Глава 24, в которой я искала…

Ляна берёт с каменного столика какой-то отвар и кладёт мне на лоб компресс.

Добрая, заботливая девочка.

Вымучиваю улыбку. Хоть это-то она заслужила.

— Как я здесь очутилась? — хриплю. Горло саднит, и голос ещё не слушается. Слова дерут по нёбу мелкой галькой.
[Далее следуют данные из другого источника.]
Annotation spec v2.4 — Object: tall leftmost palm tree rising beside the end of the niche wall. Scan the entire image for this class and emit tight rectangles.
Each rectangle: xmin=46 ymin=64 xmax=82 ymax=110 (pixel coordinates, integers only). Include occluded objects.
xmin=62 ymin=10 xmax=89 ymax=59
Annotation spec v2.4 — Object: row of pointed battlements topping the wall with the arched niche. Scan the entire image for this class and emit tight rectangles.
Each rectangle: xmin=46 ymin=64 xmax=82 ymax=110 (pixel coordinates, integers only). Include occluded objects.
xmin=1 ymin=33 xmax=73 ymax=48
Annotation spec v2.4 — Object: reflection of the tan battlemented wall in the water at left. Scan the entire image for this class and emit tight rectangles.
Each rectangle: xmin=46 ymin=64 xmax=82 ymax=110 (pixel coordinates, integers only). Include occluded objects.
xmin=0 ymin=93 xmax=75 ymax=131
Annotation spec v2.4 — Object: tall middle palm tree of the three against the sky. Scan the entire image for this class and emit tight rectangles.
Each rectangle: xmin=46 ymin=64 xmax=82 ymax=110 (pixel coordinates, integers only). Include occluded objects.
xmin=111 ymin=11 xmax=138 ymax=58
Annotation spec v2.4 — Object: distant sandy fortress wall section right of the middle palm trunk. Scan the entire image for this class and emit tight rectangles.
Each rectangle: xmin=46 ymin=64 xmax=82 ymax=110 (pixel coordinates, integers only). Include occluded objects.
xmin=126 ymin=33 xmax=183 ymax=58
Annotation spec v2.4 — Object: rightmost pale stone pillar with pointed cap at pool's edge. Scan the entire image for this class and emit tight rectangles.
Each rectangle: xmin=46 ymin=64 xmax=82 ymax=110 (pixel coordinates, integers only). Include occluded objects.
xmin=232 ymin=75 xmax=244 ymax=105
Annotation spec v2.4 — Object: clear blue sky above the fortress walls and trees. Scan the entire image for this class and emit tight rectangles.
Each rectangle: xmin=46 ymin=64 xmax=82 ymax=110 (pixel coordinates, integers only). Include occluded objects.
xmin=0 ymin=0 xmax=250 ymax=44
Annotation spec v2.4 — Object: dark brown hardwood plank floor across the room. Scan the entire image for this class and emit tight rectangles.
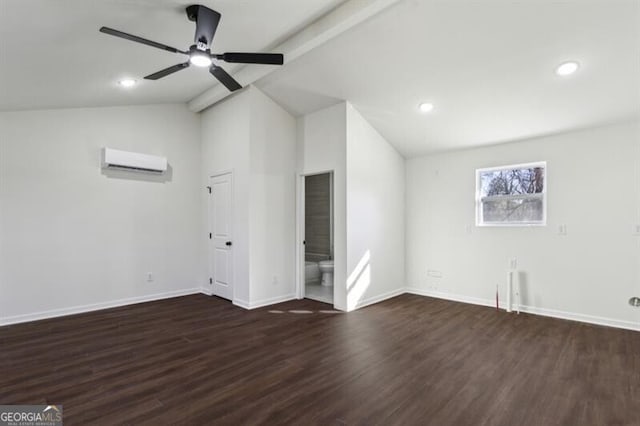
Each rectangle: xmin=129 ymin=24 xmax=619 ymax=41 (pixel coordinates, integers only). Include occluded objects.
xmin=0 ymin=295 xmax=640 ymax=426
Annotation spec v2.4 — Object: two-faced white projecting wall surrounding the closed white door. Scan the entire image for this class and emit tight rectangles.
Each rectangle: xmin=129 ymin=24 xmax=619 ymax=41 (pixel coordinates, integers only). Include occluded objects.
xmin=200 ymin=86 xmax=296 ymax=308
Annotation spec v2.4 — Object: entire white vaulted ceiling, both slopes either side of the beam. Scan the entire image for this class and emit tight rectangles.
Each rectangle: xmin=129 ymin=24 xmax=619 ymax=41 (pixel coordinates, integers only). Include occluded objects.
xmin=0 ymin=0 xmax=640 ymax=156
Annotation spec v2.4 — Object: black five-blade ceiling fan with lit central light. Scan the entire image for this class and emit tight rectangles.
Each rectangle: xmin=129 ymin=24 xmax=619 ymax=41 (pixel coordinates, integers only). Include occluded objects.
xmin=100 ymin=5 xmax=284 ymax=92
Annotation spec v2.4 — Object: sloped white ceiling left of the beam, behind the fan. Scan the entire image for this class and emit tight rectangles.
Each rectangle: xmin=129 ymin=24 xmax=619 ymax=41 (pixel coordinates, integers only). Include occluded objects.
xmin=0 ymin=0 xmax=344 ymax=110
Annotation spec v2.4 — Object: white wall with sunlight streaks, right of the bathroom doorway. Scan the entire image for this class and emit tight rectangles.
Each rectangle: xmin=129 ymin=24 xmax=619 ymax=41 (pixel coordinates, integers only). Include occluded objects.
xmin=346 ymin=104 xmax=405 ymax=310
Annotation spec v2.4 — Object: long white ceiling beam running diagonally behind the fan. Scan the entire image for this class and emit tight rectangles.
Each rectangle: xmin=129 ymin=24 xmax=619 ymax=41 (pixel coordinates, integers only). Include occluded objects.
xmin=188 ymin=0 xmax=400 ymax=112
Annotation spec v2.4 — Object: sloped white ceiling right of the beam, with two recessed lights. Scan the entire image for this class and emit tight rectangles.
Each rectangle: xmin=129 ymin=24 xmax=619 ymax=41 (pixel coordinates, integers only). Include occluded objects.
xmin=258 ymin=0 xmax=640 ymax=156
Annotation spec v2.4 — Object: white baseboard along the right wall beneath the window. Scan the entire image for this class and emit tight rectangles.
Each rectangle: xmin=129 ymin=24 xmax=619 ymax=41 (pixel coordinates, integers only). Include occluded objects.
xmin=406 ymin=287 xmax=640 ymax=331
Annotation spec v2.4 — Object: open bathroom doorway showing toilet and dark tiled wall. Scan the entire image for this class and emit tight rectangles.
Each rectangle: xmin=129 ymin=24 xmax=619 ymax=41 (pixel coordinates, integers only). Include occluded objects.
xmin=302 ymin=172 xmax=334 ymax=305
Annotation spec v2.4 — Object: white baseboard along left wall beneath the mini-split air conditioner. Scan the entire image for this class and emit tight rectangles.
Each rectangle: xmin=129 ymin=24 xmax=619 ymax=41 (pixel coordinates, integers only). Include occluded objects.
xmin=0 ymin=288 xmax=202 ymax=326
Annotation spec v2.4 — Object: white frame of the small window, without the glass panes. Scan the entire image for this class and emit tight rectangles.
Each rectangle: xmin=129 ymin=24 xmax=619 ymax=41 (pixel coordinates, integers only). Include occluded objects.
xmin=476 ymin=161 xmax=549 ymax=228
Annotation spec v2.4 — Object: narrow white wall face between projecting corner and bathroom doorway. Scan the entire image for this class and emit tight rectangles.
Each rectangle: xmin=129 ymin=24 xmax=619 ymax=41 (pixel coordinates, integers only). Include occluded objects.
xmin=249 ymin=86 xmax=296 ymax=305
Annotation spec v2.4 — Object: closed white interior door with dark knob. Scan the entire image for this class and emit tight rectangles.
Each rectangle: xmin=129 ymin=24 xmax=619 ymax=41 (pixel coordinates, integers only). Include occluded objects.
xmin=209 ymin=173 xmax=233 ymax=300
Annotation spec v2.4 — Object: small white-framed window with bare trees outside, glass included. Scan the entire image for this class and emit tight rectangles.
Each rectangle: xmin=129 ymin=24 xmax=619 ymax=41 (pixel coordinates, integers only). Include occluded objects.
xmin=476 ymin=162 xmax=547 ymax=226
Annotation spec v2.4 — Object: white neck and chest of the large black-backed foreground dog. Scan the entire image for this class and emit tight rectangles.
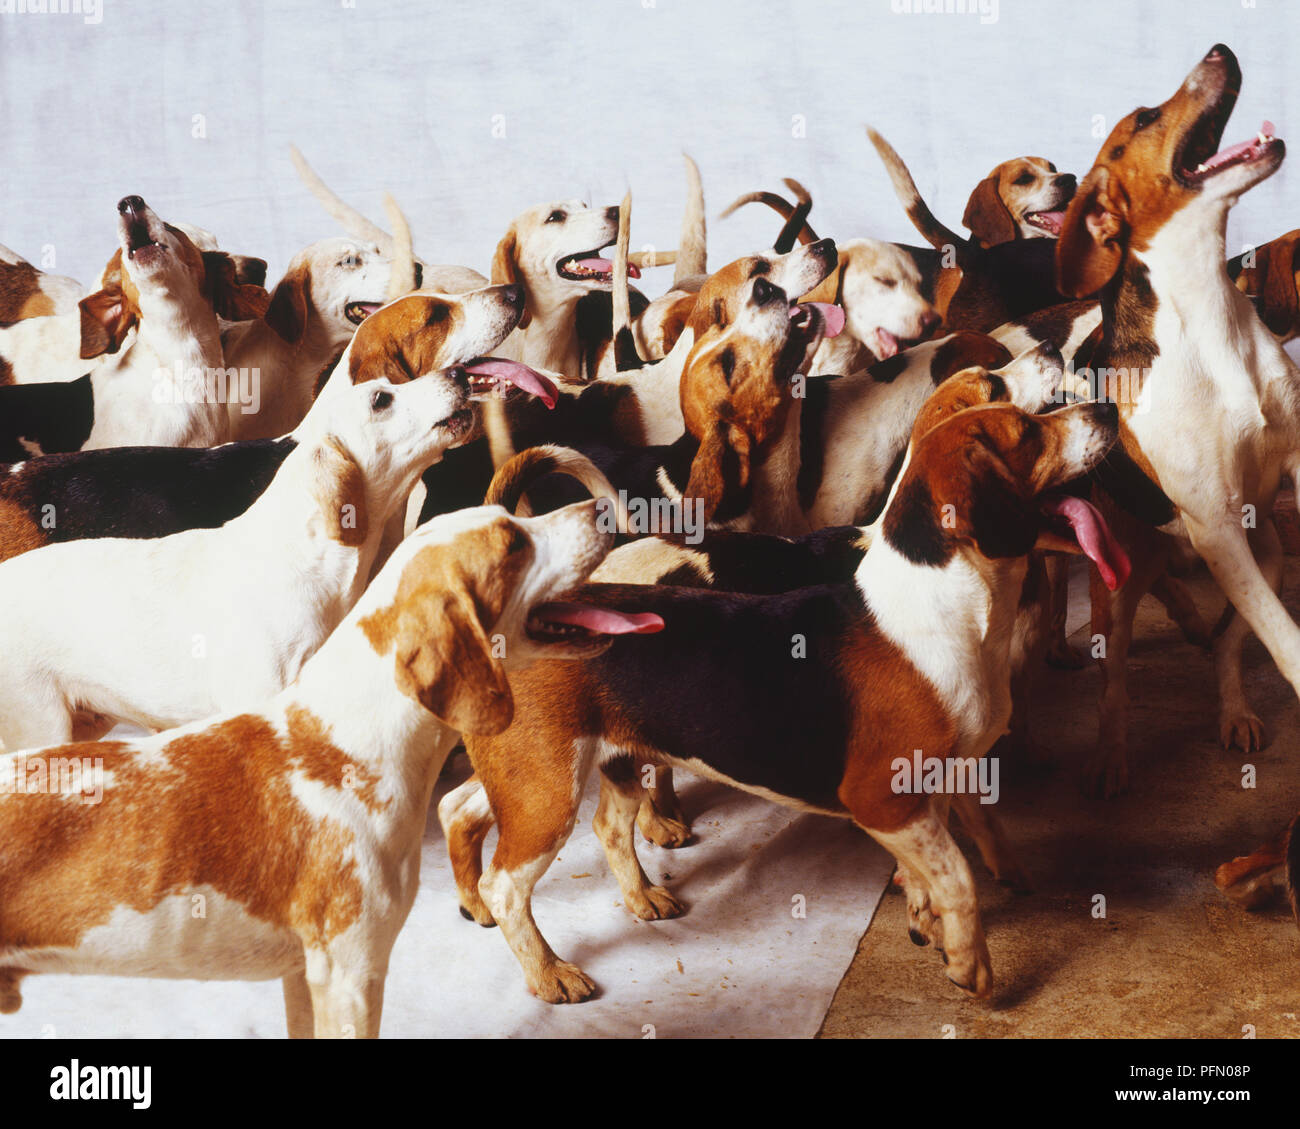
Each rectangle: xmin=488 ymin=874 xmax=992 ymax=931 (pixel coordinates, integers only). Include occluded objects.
xmin=854 ymin=527 xmax=1028 ymax=756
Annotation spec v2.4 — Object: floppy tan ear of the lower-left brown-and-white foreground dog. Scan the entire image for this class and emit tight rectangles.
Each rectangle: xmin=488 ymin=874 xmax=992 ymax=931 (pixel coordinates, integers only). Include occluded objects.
xmin=395 ymin=587 xmax=515 ymax=736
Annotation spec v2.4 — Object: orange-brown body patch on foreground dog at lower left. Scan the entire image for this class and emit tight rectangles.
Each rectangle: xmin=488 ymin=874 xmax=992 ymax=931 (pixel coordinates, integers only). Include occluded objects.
xmin=0 ymin=711 xmax=377 ymax=950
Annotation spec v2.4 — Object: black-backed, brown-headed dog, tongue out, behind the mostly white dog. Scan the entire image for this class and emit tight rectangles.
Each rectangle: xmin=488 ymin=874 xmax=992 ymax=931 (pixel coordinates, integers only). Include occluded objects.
xmin=0 ymin=286 xmax=550 ymax=561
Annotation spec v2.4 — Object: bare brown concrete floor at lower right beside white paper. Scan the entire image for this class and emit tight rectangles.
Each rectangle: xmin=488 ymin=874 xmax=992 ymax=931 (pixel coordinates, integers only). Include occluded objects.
xmin=820 ymin=558 xmax=1300 ymax=1038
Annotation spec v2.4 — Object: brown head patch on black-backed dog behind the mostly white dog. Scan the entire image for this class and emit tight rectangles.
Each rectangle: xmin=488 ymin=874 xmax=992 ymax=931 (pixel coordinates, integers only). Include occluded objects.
xmin=347 ymin=294 xmax=464 ymax=384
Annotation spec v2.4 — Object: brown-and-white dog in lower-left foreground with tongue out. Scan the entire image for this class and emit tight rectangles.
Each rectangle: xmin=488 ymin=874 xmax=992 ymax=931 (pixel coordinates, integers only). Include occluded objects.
xmin=0 ymin=499 xmax=662 ymax=1038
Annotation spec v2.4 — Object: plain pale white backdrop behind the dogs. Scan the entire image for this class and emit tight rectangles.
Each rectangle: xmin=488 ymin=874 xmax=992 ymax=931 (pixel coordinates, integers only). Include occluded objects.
xmin=0 ymin=0 xmax=1300 ymax=293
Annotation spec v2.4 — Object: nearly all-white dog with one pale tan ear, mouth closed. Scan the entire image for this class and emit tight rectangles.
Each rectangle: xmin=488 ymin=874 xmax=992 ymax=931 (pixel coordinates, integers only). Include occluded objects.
xmin=0 ymin=372 xmax=473 ymax=750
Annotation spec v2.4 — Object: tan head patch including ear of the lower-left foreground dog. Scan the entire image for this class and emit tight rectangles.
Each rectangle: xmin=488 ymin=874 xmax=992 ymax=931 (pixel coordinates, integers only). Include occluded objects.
xmin=358 ymin=518 xmax=533 ymax=734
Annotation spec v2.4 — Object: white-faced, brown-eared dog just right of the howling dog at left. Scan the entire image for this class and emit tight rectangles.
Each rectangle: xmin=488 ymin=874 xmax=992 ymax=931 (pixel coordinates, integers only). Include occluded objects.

— Тебя принесли светлячки, — говорит она и отжимает тряпку, которой протирала мне лоб. Я замечаю, что глаза её блестят, и она их усиленно прячет.

— Что-то случилось? — произношу, а сердце сжимает ноющая боль.

Она часто моргает и машет рукой в сторону входа в пещеру.

— Они там. Как тебя принесли, так и упали. Все.

Тяну шкуру, что служит мне одеялом до самого носа, и закусываю губу. Ненавижу собственное бессилие и эти слёзы.

Мои маленькие фонарщики.

Крохотные сияющие души.

Вы так старались для меня, а я не могу вас даже отблагодарить. Без волшебной палочки и пыльцы на крыльях — я никто. Да ещё и чёрная, к тому же.

И, наверное, чтобы разогнать мглу отчаяния, в которую меня медленно затягивало, из-под одеяла мигает мне огонёк.

Опускаю руку, нашариваю.

Надо же — мой флакончик с радужной слезой.

— Ты держала это в руке, крепко-крепко, когда тебя принесли светлячки. Как я бы держала орех, попадись он мне, — говорит Ляна.

Я улыбаюсь: значит, не всё так плохо, и Фортуна ещё дружит со мной.